Sean ustedes bienvenidos a este espacio de reflexión:
Ayer, mientras navegaba por la web en búsqueda de artículos o libros interesantes para leer, encontré un tema que logró captar mi atención de inmediato, por lo tanto, he decidido tomarlo como tópico de discusión para compartirlo con ustedes e ir analizándolo al mismo tiempo.
"Un icono
en tres pinceladas" fue la descripción que se le otorgó a las primeras
comunidades cristianas según el libro de Hechos de los Apóstoles en las
Sagradas Escrituras, y aquellas "tres pinceladas" a las que se
refiere no son nada menos que los cimientos sobre los que se apoyaron dichos
grupos que constituían la comunidad de Jerusalén.
Y se preguntarán
¿a qué características se habrán referido?... Pues bien, tal y como lo
manifiesta la Biblia al igual que el Papa Francisco, este grupo de individuos
considerados modelos para todas las asociaciones de la Iglesia debían ser en
primer lugar conocedores de las escrituras y evangelios, para así poder dar
testimonios hacia sus hermanos de que el amor de Dios Padre era incondicional y
verdadero.
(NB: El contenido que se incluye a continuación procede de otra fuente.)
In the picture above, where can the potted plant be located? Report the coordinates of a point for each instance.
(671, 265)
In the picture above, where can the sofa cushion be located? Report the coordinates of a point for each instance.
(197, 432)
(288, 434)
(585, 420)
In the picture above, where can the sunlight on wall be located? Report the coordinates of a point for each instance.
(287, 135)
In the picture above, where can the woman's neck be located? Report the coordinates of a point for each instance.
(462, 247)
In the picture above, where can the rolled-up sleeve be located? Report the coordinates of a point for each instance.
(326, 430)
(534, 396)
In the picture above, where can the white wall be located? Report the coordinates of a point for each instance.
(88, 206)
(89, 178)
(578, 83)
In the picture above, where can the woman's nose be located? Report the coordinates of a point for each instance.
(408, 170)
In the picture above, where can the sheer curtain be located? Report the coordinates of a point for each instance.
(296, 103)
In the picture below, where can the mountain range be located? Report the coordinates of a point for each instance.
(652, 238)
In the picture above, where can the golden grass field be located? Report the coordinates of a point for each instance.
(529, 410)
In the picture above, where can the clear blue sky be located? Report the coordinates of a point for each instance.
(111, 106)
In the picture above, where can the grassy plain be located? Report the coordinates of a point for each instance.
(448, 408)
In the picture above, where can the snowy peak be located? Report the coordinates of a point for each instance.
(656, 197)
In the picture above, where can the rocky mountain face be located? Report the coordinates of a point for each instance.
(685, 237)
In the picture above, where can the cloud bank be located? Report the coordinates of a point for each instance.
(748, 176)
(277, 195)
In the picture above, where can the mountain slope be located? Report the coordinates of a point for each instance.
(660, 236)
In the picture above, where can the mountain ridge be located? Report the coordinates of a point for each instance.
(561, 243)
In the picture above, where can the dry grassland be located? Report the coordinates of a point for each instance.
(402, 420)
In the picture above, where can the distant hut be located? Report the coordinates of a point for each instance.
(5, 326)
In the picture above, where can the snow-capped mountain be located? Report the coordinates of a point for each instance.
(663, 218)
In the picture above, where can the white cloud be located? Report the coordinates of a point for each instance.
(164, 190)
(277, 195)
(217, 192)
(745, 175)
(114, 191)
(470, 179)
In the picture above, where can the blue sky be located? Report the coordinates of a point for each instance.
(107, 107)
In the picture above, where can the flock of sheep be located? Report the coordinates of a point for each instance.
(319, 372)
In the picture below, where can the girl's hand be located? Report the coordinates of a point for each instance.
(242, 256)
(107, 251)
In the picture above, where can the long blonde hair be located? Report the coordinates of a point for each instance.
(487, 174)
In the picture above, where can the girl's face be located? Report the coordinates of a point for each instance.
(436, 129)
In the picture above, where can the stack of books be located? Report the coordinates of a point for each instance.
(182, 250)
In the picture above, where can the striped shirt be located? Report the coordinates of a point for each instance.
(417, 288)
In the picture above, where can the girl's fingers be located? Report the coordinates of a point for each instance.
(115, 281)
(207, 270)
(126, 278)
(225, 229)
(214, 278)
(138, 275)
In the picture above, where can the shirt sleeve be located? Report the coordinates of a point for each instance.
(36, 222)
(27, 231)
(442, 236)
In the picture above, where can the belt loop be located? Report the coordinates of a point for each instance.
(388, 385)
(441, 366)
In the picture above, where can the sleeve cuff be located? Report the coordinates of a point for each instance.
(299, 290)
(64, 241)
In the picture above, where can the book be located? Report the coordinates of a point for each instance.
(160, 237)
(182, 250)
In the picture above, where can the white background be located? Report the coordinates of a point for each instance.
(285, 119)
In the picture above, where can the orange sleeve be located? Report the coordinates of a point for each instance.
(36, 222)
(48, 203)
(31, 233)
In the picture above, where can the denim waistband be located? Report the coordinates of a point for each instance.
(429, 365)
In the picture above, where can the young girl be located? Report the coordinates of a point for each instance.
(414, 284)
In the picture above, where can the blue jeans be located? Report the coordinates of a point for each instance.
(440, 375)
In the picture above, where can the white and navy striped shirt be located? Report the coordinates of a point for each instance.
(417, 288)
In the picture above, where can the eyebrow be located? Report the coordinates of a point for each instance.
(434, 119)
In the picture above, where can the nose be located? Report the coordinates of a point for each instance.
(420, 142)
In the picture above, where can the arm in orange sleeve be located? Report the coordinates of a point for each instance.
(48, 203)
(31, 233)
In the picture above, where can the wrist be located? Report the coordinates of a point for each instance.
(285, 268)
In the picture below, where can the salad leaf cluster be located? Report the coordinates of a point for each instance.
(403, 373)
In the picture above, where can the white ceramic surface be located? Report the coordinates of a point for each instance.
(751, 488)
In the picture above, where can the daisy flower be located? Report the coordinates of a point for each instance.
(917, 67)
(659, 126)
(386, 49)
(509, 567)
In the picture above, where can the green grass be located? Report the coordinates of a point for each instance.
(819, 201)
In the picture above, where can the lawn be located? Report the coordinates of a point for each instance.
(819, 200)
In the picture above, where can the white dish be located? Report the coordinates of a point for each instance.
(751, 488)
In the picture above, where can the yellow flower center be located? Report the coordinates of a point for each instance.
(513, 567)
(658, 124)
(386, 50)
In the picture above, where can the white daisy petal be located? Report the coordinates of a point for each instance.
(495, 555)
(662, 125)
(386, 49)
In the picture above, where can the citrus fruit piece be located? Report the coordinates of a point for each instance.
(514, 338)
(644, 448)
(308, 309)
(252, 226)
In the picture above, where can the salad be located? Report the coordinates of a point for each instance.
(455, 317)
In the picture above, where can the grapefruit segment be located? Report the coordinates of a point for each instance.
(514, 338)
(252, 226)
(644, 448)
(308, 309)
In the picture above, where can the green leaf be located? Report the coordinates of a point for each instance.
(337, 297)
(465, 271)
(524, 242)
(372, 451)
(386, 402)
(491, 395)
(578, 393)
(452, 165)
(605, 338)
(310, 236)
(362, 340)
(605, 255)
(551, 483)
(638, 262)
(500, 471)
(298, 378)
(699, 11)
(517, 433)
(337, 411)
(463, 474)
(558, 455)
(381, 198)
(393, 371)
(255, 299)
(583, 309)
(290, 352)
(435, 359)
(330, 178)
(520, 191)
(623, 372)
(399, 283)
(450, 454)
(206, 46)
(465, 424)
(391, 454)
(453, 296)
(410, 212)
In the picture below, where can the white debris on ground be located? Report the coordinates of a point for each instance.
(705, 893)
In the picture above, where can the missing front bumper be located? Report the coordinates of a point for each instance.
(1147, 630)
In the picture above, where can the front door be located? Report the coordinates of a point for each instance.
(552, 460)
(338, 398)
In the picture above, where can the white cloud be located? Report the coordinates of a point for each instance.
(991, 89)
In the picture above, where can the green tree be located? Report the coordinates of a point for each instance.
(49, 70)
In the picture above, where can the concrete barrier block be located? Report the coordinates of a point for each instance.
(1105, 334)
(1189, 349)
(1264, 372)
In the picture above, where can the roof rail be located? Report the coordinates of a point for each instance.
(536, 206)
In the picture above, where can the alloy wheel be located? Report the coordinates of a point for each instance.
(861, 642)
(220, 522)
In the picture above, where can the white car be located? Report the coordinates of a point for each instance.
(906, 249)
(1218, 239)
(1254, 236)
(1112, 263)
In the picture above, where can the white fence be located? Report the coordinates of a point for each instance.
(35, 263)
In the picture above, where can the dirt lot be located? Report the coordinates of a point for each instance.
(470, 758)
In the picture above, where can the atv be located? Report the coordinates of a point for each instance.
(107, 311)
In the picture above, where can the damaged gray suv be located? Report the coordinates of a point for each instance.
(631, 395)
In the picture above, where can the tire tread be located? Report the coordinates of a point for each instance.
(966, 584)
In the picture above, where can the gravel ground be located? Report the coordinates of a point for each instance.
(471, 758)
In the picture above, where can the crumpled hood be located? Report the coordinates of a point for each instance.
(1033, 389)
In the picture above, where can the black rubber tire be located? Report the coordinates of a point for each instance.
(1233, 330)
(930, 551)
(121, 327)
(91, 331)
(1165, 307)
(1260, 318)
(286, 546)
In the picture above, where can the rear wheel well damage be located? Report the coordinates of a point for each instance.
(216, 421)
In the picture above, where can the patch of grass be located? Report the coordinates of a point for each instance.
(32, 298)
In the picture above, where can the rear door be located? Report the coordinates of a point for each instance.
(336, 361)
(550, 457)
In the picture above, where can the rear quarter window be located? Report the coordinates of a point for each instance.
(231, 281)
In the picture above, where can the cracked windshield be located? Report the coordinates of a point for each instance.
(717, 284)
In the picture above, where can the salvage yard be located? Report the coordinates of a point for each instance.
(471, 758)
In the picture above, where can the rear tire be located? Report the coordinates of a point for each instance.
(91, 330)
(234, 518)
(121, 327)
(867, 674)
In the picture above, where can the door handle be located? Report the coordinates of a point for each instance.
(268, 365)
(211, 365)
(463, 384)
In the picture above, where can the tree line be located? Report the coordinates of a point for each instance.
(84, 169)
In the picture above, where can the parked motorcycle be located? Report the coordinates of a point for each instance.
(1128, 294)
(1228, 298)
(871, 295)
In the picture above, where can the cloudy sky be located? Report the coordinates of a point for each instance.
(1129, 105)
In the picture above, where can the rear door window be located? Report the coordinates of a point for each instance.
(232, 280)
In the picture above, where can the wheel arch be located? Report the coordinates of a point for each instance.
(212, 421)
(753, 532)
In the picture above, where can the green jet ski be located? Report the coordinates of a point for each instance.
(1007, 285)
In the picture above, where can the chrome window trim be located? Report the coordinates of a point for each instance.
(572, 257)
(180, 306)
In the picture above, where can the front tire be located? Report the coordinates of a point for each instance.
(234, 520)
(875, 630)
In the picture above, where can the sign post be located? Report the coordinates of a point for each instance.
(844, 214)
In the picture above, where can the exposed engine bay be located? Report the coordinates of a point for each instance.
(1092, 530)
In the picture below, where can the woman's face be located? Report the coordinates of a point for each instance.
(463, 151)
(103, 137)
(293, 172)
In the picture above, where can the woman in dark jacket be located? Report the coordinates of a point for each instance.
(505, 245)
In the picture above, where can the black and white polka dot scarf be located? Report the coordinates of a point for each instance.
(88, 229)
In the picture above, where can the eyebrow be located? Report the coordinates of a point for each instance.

Por otro lado, debido a que el grupo estaba consolidado y unido,
querían mostrar ese ejemplo para que todas las familias se sintieran invitadas
también a vivir en fraternidad; por tal motivo su objetivo se basaba en
construir esa base de confianza, afecto y esperanza desde el origen,
profundizando todo desde la buena comunicación e interrelación. Por último, su característica primordial y
aquello que los diferenciaba de otros era su deseo de ayudar y servir a los
demás sin pedir nada a cambio, solo anhelaban un mundo mejor y se encargaban de
impedir que ninguno de sus miembros sufra de alguna desdicha o miseria, especialmente
de sus hermanos de escasos recursos. Gracias a ese estilo de vida que llevaban
se ganaban el soporte de toda una sociedad y además se hacían acreedores de su
cordialidad, respeto y confianza, de tal manera que al final sus seguidores se
terminaban integrando al verdadero compromiso misionero según lo que
encomendaba el proyecto de Dios.
En aquellas
épocas resultaba más fácil fomentar las enseñanzas y proclamar el evangelio
puesto que apenas y comenzaban a conformarse los pueblos, sin embargo ahora en
la actualidad constituir una comunidad que busque trabajar por el bien común y
que tengan el deseo de encontrarse con Jesús a través de la oración es un
compromiso que tal vez resulte más complicado debido a la influencia de
factores tales como: la presencia de nuevas religiones con sus diferentes
ideologías, la falta de comunicación y compromiso de algunas personas y en ocasiones
a causas de los conflictos sociales que generan discrepancia entre los grupos.
Esta comunidad
actual está distante de ser como las primeras comunidades cristianas debido
aquellas circunstancias, no obstante se puede generar un cambio de conciencia y
fomentar de nuevo la vocación por seguir los pasos de Nuestro Señor y ser trasformadores
de un mundo mejor, donde los creyentes mediante el carisma y la solidaridad no
veamos aportando con mensajes de esperanza que iluminen la vida de cada
individuo y fortalezcan su relación personal con Dios para que de igual forma
sientan aquella fe que los estimule a anunciar el Reino de los Cielos.